もちろんスーパーの店員に商品の場所を聞いたり、レストランで注文をしたりはしますが 「○○はどこにありますか」 「○○をください」 と言えれば終わりなのです。

しかしその返答を聞き取るのが中々難しく、聞き返すこともしばしば。そのうえ聞き取れても単語の意味が分からないことも・・・。あたりまえですがロシア人のロシア語は速いのです。 どうしてもキリル文字そのものを見ることが少ない日本で勉強していると、紙の上でロシア語を走らせれば勉強した気になってしまいがちですが、それでは足りないのです。

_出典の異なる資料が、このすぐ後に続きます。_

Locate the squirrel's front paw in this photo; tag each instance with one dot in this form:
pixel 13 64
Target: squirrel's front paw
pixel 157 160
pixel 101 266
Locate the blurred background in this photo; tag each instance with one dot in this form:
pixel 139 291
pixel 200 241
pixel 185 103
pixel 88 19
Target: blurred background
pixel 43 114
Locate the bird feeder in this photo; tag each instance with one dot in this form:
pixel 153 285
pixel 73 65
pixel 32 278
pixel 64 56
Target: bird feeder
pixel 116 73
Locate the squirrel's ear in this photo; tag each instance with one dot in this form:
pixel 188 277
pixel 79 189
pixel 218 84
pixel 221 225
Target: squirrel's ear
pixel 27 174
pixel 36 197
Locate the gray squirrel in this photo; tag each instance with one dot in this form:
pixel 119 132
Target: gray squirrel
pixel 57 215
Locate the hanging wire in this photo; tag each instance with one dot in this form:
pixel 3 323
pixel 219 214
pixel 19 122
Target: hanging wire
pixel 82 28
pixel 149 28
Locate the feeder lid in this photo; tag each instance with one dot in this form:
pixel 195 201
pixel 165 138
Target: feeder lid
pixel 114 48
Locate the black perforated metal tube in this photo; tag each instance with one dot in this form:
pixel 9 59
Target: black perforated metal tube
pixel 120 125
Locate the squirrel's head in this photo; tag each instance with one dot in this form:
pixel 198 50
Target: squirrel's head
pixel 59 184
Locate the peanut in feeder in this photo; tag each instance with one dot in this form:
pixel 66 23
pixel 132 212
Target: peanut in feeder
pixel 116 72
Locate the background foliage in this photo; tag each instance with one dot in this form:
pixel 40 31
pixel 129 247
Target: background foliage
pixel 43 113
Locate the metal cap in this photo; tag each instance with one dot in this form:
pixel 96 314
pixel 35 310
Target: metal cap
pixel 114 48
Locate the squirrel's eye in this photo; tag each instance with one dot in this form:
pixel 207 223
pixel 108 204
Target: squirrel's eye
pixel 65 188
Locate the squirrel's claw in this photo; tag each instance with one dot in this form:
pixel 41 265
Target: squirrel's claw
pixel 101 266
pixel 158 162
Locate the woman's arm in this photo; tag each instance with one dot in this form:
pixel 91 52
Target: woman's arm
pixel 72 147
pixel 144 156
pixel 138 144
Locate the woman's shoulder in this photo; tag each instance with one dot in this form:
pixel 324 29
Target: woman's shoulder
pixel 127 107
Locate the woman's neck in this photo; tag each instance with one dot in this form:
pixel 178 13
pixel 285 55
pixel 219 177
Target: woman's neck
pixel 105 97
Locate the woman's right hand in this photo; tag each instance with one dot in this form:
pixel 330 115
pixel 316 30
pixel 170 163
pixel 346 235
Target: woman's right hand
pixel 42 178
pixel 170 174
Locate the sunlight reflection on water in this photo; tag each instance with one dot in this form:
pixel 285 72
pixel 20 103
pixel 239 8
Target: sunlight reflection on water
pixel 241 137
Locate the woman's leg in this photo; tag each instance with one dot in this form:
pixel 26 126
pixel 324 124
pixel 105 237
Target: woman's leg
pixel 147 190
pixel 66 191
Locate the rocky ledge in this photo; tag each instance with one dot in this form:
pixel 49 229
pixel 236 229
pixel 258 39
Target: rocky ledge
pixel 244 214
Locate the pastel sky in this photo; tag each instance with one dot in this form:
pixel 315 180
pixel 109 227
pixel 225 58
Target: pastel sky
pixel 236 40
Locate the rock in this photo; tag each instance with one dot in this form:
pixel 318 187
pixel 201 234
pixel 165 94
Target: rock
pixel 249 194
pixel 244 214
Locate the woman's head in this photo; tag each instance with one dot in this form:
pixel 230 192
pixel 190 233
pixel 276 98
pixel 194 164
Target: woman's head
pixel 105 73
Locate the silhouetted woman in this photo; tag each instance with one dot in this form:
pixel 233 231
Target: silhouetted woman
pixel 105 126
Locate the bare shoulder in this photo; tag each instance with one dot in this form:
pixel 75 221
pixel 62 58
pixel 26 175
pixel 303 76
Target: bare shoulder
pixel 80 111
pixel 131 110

それに知識以外にも必要な物は山ほど見つかります。勇気であったり、好奇心であったり・・・。やはり異国に立つと自分が振り出しに戻った感覚を味わえてとても刺激的です。

感想3

授業風景

ロシアに行く前は不安でとても心配していた。この三週間が私にとってどんな三週間になるのか考え、思い悩んだ。

ロシアに着いて最初の授業の日、私はとても緊張していた。日本で受ける授業とはまた違う雰囲気が漂っていて、それも緊張につながった。授業では先生の言っていることがよく分からず、うまく答えることができなかった。 私は普段から消極的で、どちらかというと静かでおとなしい性格だ。いつもは割と静かだけど、ロシアでは不思議なことにそんなことも忘れてしまった。毎日話すことが楽しく、夢中になって無我夢中に喋りまくった。

授業風景

初めは全然つまらないだろうと思っていた三週間が嘘のように毎日楽しく、面白くて毎日笑い、毎日新鮮な気持ちでモスクワの町に魅力を感じ、日本では見られない景色や場所へ行くことができた。一日一日がとても充実し、あっという間に感じられた。不安や心配事は何一つなく、行く前とは全く違う思いで想像以上に楽しかった。今これを書いているときでさえ、またロシアに行きたいと思っている。 成長できたこともあったが、まだまだたくさんの課題も見つかり、これからもロシア語を頑張ろうという気持ちにつながった。

授業風景

特にロシア人の話すスピードに圧倒され、聞き取ることが難しかった。自分がもっと頑張らなければいけないのは、そのスピードのロシア語を少しでも多く理解することだと分かった。 研修を通して成長したことは、どんなことにも恥ずかしがらず、挑戦しようとすることの大切さである。成長したと思う部分はそのまま次に活かしていき、さらに向上していけるようにしたい。

また、自分がどんな人間であるかを知ってもらえたことで、ありのままでいること、個性を大事にすることなど、ロシアに行ってたくさんのことを吸収できた。まさにロシアが私を変えてくれたように思えた。